Monday, October 22, 2012

Various Types Of Clinical Documentation

We know that clinical documentation is very important and should be implemented by all hospitals. Before one begins the process of documentation it is important to know what the various kinds of documentation there is. The following article lists out the different kinds of documentation that is used.
Clinical Documentation could start right from the time a patient reports for clinical examination either for a routine check up or with any specific ailment. The information contained in the documentation, also called the health record, would contain the following details.
• Name, sex, date of birth, residential address and emergency contact telephone number
• Blood type
• Dates of last physical check up and dates and results of previously done tests and screenings
• Brief details of major illnesses. Details of surgeries performed with dates
• Allergies, if any
• List of medicines prescribed and duration of their use
• History of family illnesses
• Chronic diseases if any
• History of any trauma or accident or any unusual symptoms affecting a person's health
Clinical documentation details complete information of the state of health of a person since birth. It records major and minor illnesses and also growth landmark. It often gives a clue to the present diseases of a person; following details included in the history would make this point clear.
• Surgery history - it would contain operative reports and details of any surgery performed.
• Obstetrics history - would give history of past pregnancies and any clinical findings for them.
Medicinal or food allergies -
• Family history - health status of near relations, common diseases in the family
• Social history - patient's behavior during a major illness and occupation
• Habits - addiction if any, physical habits, exercise and diet and also sexual habits
• History of immunization
• Developmental history - this is important for children and teenagers. Many social stresses, economic factors and diseases affect growth. Developmental history records such cases.
As part of clinical documentation, results of individual checkups by a physician or assistant physician or a nurse are recorded. Clinical documentation, in case of hospital admission or consultation by a medical specialist, could be exhaustive. Shorter forms may be necessary to record observations in a routine visit.
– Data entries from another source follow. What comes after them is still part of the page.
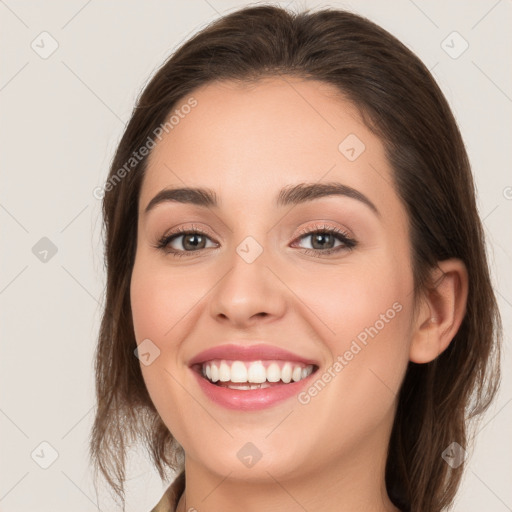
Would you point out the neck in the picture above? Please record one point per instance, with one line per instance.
(351, 483)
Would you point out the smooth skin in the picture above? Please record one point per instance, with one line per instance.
(247, 142)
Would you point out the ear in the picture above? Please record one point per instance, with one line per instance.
(441, 311)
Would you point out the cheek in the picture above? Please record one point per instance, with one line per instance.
(160, 298)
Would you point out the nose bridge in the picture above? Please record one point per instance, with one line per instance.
(249, 289)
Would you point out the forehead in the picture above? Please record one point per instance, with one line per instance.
(246, 139)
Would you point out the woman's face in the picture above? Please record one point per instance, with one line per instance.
(340, 300)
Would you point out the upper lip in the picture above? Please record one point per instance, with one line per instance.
(261, 351)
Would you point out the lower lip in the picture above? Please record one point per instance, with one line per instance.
(250, 399)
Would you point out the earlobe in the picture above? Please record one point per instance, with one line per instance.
(441, 312)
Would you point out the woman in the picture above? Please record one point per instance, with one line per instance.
(299, 313)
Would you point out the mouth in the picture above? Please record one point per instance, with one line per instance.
(252, 375)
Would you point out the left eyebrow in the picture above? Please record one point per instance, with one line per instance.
(309, 191)
(291, 195)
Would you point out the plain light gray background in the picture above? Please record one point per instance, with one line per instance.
(61, 118)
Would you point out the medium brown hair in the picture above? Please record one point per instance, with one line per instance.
(400, 102)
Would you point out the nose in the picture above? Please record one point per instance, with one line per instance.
(248, 294)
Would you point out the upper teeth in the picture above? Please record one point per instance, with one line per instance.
(255, 371)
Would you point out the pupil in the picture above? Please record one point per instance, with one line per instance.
(318, 238)
(193, 245)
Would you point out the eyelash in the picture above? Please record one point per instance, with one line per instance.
(348, 242)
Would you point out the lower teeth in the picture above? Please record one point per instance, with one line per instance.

Details in clinical documentation in such cases could contain:
• Present illness history
• Physical examination including body temperature, respiratory rate, blood pressure, heartbeat, muscle power, urine output, etc
• Diagnosis of present illness
• Prescriptions and instructions to other health team members
When a patient is hospitalized, all test results like blood and urine test and all special tests are recorded. Radiological examinations, pathological tests, endoscopy, CT scans, etc are included. All these form a part of clinical documentation. Documentation plays a very important role as it contains the entire medical history of a patient. It provides invaluable insight into a person's condition and helps in simplifying treatment.